Wellington Scoop

Prison and home detention for poker machine fraudsters

News from SFO
Two out of three of the defendants found guilty in June of ‘Obtaining by deception’ in a Serious Fraud Office (SFO) prosecution of a multi-million dollar gaming machine fraud have been sentenced in the Wellington High Court today.

Michael O’Brien, guilty of five charges, received a sentence of imprisonment for four years, six months.

Kevin Coffey, guilty of one charge, was sentenced to home detention for 12 months.

Paul Max, guilty of three charges, will be sentenced in the Wellington High Court on 27 July.

The case involved the manipulation of gambling licenses and grants and the offending was detected during Operation Chestnut, a joint investigation involving the Department of Internal Affairs, the Organised and Financial Crime Agency of New Zealand and the SFO. It was a significant case in New Zealand for the ‘Class 4’ gambling sector, which is made up of high-turnover gambling including gaming machines in pubs and clubs.

SFO Director, Julie Read said, “The sentences imposed today reflect the very serious nature of the misconduct in this case. The proceeds from pokie machines, intended to provide community funding for sport, health, education and other activities, were directed to entities nominated by Michael O’Brien so that he could obtain a personal benefit amounting to $6.86 million.”

Background information
A Pokies 101 guide is available at this link: http://www.dia.govt.nz/ it describes how the Class 4 gambling sector in New Zealand operates.

Crimes Act offences
Section 240 Obtaining by deception or causing loss by deception
(1) Every one is guilty of obtaining by deception or causing loss by deception who, by any deception and without claim of right,—
(a) obtains ownership or possession of, or control over, any property, or any privilege, service, pecuniary advantage, benefit, or valuable consideration, directly or indirectly; or
(b) in incurring any debt or liability, obtains credit; or
(c) induces or causes any other person to deliver over, execute, make, accept, endorse, destroy, or alter any document or thing capable of being used to derive a pecuniary advantage; or
(d) causes loss to any other person.
(2) In this section, deception means—
(a) a false representation, whether oral, documentary, or by conduct, where the person making the representation intends to deceive any other person and—
(i) knows that it is false in a material particular; or
(ii) is reckless as to whether it is false in a material particular; or
(b) an omission to disclose a material particular, with intent to deceive any person, in circumstances where there is a duty to disclose it; or
(c) a fraudulent device, trick, or stratagem used with intent to deceive any person.

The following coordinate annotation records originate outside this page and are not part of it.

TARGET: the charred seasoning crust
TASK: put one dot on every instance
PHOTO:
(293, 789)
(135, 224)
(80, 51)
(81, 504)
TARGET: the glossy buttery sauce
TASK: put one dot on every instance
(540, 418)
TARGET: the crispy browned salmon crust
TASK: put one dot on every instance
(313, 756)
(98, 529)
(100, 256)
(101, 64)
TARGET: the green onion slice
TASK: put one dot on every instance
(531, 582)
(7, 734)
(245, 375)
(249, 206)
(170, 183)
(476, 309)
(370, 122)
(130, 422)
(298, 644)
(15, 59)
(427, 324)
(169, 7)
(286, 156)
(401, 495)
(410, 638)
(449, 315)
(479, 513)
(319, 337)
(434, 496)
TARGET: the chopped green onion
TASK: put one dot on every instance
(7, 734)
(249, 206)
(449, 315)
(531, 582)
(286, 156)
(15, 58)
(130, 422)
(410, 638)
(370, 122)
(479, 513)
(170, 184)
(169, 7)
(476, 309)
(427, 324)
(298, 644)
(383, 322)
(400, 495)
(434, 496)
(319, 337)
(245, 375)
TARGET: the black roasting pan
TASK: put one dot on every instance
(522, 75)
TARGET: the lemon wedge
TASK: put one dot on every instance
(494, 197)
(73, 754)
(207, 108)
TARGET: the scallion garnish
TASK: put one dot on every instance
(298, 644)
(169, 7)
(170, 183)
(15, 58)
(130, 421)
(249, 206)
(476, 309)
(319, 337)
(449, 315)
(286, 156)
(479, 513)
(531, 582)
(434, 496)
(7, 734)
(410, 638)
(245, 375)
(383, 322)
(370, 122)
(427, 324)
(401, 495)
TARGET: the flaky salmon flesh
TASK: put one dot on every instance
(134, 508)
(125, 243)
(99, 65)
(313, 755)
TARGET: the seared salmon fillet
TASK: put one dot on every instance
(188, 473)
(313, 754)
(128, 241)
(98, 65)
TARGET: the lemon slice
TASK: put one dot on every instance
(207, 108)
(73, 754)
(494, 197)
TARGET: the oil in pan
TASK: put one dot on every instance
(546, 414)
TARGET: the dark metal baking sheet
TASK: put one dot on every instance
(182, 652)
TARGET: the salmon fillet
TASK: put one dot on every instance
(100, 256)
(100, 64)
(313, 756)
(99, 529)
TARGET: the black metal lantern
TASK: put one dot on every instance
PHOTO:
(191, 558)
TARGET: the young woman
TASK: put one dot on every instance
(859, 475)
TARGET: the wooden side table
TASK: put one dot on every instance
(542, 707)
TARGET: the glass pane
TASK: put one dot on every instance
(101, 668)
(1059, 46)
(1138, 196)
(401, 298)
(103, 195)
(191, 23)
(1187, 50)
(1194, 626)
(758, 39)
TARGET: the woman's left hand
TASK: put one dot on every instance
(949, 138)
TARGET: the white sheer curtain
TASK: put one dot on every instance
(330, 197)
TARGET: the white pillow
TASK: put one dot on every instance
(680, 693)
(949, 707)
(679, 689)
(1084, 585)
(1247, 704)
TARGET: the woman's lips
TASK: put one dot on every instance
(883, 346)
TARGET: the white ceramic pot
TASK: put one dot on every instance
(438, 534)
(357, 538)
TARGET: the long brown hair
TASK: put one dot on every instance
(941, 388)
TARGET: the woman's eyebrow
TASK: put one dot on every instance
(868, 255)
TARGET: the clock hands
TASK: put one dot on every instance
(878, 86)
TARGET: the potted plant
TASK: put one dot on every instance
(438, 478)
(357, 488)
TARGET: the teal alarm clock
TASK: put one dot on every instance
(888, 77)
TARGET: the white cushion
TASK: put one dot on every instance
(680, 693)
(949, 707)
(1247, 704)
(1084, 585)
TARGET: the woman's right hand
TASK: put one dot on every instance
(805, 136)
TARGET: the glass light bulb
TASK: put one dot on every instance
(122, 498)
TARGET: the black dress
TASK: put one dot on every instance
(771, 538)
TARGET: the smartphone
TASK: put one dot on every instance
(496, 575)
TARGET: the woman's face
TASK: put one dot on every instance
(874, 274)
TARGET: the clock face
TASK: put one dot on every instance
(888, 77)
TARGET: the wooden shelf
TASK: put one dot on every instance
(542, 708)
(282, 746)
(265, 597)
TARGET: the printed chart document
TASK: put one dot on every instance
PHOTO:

Press Release – Department Of Internal Affairs
Internal Affairs has welcomed the sentences handed down in the Wellington High Court today in the multi-million dollar gaming machine fraud case.

The Department’s Gambling Compliance Director Gareth Bostock said it reflects how seriously the court views the misappropriation of community money and sends a strong message over corrupt practices in the gambling sector.

The defendants, Michael Joseph O’Brien (58) of Blenheim, Paul Anthony Max (60) of Nelson and Kevin Coffey (57) of Hastings, were convicted of Crimes Act charges of ‘Obtaining by deception’. Michael O’Brien was sentenced on five charges to 4-1/2 years’ prison and Kevin Coffey, on one charge, to 12 months’ home detention. Paul Max will be sentenced on three charges on 27 July.

The major investigation named Operation Chestnut and prosecuted by the Serious Fraud Office (SFO), involved the SFO, the Police’s Organised and Financial Crime Agency of New Zealand (OFCANZ), and Internal Affairs (DIA).

“This multi-agency approach was necessary to break through the criminal behaviour that had developed in some parts of the class 4 gambling sector,” Mr Bostock said. “New Zealand communities should expect the highest integrity from the gambling sector so that community organisations can access grants from gambling societies without the concern that funding is being directed unlawfully.

“The Department has a specialist team of investigators and continues to investigate fraudulent activity in the sector. We have developed an enduring model for working together with the SFO and the Police and will do it again if the need arises.”

Through the Chestnut investigation the Department cancelled the licences of two gambling societies and took steps to ensure that a number of unsuitable people were unable to continue working for societies or the pubs which house pokie machines. The Department is applying a high level of scrutiny to societies before licences are granted or renewed.

“We want to ensure that the right people with the right motives enter the sector and that their activities are consistent with the law,” Mr Bostock said.

“Operation Chestnut was necessary because gambling grant funding was being diverted away from the communities it was meant to serve. The sector needs to create a culture of integrity where this type of behaviour is not tolerated and everyone involved in the industry ‘does the right thing’ by communities.”